Google’ın açık artırma fiyatlandırma dinamikleri üzerindeki etkisini tartışan yayıncılar, mahkemenin Google’ın Birleşik Fiyatlandırma Kuralları'na (UPR) odaklanmasını memnuniyetle karşıladılar. Bu kurallar, yayıncıların AdX açık artırmalarında bireysel SSP'ler için taban fiyatlar belirleme yeteneklerini kısıtlıyor.
"UPR, Google’ın piyasaya sürdüğü en nefret edilen özelliktir çünkü şirkete fayda sağlamaktan başka hiçbir işe yaramadı," dedi bir yayıncı.
Örneğin, UPR'nin uygulanması, Google’ın gelirlerinde %40'lık bir artışa yol açtı. Bu, UPR'nin, yayıncıların AdX için belirlediği fiyat sınırlarını aşmasına izin vermesi nedeniyle oldu.
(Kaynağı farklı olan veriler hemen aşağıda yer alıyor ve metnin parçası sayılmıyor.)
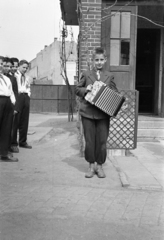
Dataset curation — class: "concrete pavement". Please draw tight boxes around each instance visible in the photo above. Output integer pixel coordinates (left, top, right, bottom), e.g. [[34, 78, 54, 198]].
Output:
[[0, 114, 164, 240], [28, 114, 164, 190]]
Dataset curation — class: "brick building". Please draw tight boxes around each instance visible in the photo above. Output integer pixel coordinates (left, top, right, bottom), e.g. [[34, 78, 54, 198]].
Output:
[[60, 0, 164, 118], [28, 38, 77, 85]]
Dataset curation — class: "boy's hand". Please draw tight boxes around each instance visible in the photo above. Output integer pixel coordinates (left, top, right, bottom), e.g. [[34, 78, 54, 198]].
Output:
[[86, 84, 93, 92]]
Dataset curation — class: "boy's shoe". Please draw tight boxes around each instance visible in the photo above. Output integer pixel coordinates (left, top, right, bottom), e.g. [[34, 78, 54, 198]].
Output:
[[85, 163, 95, 178], [96, 164, 106, 178], [0, 155, 18, 162], [19, 143, 32, 149], [10, 146, 19, 153]]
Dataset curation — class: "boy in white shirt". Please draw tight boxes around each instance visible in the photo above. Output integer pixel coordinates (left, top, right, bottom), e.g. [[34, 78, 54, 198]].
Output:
[[11, 60, 32, 152], [0, 57, 18, 162]]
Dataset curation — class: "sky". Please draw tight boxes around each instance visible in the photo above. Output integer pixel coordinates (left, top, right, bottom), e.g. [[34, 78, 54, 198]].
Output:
[[0, 0, 78, 61]]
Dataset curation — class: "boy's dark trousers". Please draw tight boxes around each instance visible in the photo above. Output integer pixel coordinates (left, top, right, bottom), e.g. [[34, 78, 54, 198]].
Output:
[[81, 117, 110, 165], [12, 93, 30, 146], [0, 96, 13, 156]]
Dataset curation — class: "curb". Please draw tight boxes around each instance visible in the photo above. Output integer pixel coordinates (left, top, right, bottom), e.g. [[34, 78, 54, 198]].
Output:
[[108, 156, 130, 187]]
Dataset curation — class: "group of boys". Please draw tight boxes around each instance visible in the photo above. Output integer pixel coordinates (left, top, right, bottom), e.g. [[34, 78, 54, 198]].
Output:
[[0, 56, 32, 162]]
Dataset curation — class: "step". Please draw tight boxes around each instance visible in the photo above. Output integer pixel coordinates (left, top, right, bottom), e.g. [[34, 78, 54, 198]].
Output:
[[138, 115, 164, 138], [137, 128, 164, 138], [138, 120, 164, 129]]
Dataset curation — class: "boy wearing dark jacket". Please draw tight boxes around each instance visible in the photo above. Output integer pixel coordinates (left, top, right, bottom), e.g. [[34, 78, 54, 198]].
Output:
[[75, 48, 118, 178]]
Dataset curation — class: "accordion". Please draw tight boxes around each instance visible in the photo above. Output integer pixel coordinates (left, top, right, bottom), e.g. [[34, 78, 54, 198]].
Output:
[[85, 81, 125, 117]]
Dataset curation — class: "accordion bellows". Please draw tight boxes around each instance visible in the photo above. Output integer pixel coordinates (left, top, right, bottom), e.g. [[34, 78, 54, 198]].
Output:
[[85, 81, 125, 117]]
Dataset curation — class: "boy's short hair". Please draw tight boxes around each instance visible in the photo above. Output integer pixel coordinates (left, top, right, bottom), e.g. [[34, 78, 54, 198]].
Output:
[[92, 47, 107, 59], [0, 56, 4, 61], [11, 57, 19, 64], [19, 59, 29, 66], [3, 57, 12, 64]]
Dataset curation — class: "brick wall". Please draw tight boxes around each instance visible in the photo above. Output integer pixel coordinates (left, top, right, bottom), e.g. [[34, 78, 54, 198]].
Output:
[[79, 0, 102, 72]]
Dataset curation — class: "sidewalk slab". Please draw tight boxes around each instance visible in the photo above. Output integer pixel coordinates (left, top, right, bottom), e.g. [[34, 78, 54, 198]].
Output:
[[110, 141, 164, 190]]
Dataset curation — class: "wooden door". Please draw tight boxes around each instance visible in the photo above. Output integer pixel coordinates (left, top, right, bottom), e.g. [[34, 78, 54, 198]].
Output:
[[102, 4, 137, 90]]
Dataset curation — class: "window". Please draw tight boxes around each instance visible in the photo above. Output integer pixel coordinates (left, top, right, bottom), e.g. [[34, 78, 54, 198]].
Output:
[[110, 11, 131, 66]]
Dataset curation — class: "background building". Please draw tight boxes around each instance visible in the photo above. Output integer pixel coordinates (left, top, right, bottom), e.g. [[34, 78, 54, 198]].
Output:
[[28, 38, 77, 85]]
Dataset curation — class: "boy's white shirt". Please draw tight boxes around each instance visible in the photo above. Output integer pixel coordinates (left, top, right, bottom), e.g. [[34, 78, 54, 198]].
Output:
[[0, 73, 16, 104], [15, 70, 31, 97]]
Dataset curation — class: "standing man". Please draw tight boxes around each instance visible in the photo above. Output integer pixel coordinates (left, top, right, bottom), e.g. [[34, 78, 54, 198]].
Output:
[[11, 60, 32, 152], [75, 47, 118, 178], [11, 57, 19, 75], [0, 57, 18, 162], [3, 57, 19, 157]]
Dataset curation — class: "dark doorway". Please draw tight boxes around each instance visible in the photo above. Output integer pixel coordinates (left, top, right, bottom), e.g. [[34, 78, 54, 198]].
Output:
[[136, 29, 160, 114]]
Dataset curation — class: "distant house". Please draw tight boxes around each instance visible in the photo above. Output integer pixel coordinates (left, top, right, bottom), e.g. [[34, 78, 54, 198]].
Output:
[[28, 38, 77, 85], [60, 0, 164, 117]]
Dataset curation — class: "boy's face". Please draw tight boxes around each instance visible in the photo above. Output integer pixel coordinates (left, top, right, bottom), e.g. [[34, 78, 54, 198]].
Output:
[[19, 63, 28, 74], [3, 62, 12, 74], [11, 62, 18, 74], [0, 59, 3, 73], [93, 54, 106, 70]]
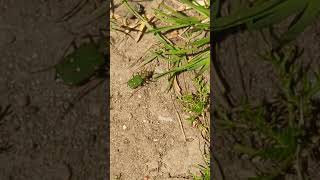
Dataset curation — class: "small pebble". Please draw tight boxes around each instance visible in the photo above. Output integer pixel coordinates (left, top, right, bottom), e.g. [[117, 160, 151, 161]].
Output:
[[311, 136, 320, 144], [17, 95, 30, 107], [251, 156, 261, 163]]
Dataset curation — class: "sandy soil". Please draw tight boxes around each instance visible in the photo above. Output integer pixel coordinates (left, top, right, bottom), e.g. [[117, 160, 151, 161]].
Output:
[[0, 0, 108, 180], [110, 1, 203, 180]]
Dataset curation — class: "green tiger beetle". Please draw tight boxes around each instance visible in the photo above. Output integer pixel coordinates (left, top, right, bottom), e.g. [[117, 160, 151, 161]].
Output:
[[127, 71, 153, 89]]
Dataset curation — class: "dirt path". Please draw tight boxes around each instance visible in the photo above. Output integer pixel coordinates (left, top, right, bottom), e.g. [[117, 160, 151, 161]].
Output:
[[0, 0, 107, 180], [110, 2, 203, 180]]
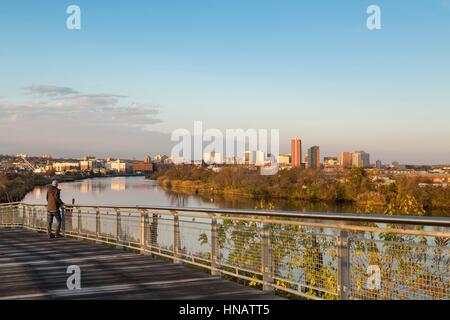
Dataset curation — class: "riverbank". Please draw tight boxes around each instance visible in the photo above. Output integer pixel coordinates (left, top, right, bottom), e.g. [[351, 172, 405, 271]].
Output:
[[151, 166, 450, 216], [0, 174, 146, 203]]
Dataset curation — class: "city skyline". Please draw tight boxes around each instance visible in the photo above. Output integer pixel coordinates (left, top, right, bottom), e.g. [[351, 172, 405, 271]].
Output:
[[0, 0, 450, 164]]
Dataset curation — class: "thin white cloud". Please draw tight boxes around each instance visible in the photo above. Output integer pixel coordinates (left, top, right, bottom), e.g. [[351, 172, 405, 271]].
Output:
[[0, 87, 162, 154], [23, 85, 79, 97]]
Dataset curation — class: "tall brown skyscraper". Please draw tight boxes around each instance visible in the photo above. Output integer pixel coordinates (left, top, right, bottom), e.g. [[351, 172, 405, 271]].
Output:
[[308, 146, 320, 170], [291, 139, 302, 167], [340, 152, 352, 169]]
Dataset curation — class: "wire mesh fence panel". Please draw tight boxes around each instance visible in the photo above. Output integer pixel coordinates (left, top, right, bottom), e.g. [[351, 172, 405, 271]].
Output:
[[271, 225, 337, 299], [218, 219, 262, 273], [0, 205, 23, 226], [350, 234, 450, 300], [147, 214, 174, 256], [99, 211, 117, 241], [120, 212, 141, 248], [179, 217, 211, 265], [0, 204, 450, 300]]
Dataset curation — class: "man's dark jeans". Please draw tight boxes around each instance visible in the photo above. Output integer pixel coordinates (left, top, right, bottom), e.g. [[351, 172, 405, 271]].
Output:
[[47, 210, 61, 236]]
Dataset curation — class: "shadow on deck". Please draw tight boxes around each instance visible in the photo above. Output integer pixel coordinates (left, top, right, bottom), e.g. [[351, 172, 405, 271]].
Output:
[[0, 229, 279, 300]]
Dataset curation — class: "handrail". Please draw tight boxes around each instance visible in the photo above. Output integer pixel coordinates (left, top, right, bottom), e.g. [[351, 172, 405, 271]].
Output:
[[10, 203, 450, 227], [0, 203, 450, 299]]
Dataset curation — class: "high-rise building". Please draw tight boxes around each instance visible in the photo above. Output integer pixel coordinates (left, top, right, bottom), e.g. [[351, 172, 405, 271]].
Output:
[[291, 139, 302, 167], [308, 146, 320, 170], [352, 151, 370, 168], [278, 154, 291, 166], [203, 151, 222, 164], [375, 160, 383, 169], [255, 150, 266, 166], [243, 150, 256, 165], [323, 157, 339, 169], [339, 152, 352, 169]]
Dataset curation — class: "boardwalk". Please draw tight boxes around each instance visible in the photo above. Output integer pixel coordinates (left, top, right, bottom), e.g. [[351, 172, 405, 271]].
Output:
[[0, 229, 277, 300]]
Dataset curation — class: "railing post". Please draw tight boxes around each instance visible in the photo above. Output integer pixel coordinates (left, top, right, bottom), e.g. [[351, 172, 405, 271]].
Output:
[[78, 208, 82, 239], [141, 210, 148, 254], [211, 214, 221, 276], [22, 205, 28, 228], [337, 230, 350, 300], [95, 208, 101, 242], [261, 218, 273, 291], [116, 209, 122, 249], [172, 211, 181, 263]]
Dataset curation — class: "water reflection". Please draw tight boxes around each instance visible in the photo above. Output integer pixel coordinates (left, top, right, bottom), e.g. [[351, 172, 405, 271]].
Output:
[[24, 177, 448, 216]]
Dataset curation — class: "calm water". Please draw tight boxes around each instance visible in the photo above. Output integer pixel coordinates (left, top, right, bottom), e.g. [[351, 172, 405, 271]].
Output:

Daha önce bu sınırlar, diğer SSP'lerin header bidding açık artırmalarını kazanmalarına olanak tanıyordu. Bu bilgiler, dava sırasında kanıt olarak sunulan Google’ın iç e-postalarında yer alıyor.
UPR'den Google’ın gelirlerindeki artışın muhtemelen diğer SSP'lerin açık artırmaları kaybetmesi pahasına gerçekleştiği belirtildi. "Ancak soru şu ki, bu tür bir açık artırma ortamı, yayıncıların CPM'lerini haksız rekabet nedeniyle sürekli olarak düşüren bir fiyatlandırmaya yol açtı mı?" dedi kaynak.
Snopes.com'dan Wohl, UPR'den %40'lık büyüme'nin, Google AdX’in yayıncılar için beklenen bir SSP olarak dürüst bir ortak olmadığını net bir şekilde gösterdiğini savunuyor. "Elbette, gelirlerimizde %40'lık bir artış görmüyoruz," dedi. "Ve bu Google kazancı, yeniden yatırım olarak yayıncılara geri dönmedi."
"Header bidding popülerlik kazandığında, Google düşük performansı hakkında yanlış bilgi yaydı ve insanları bunu kullanmaktan caydırmaya çalıştı," dedi Wohl. "Şirketin [header bidding] ile mücadele etmek için üründe değişiklikler yapması, kamuya açık eylemleriyle tamamen tutarlıdır."
Wohl ayrıca şu yorumu yaptı: "Open bidding'in piyasaya sürüldüğündeki şaşırtıcı derecede düşük fiyatlar, Google’ın header bidding'in piyasadaki tam hakimiyetini fark ettiğini gösteriyordu. Şirket, hareketsizliğin, zaten uğradığı kayıplardan daha büyük kayıplara yol açacağını anladı."
Genel olarak, yayıncılar, Google’ın kendilerini ve dijital reklamcılık ekosistemindeki diğer katılımcıları zenginleştirme girişimlerine dair ifşaatlardan şüphelerini doğrulamış—ancak hiç şaşırmamış gibi görünüyorlar.
"Üzücü ama beni hiçbir şey şaşırtmıyor," dedi Wohl. "Google ile neredeyse on yıllık çalışma deneyimim buna tamamen hazırlanmamı sağladı."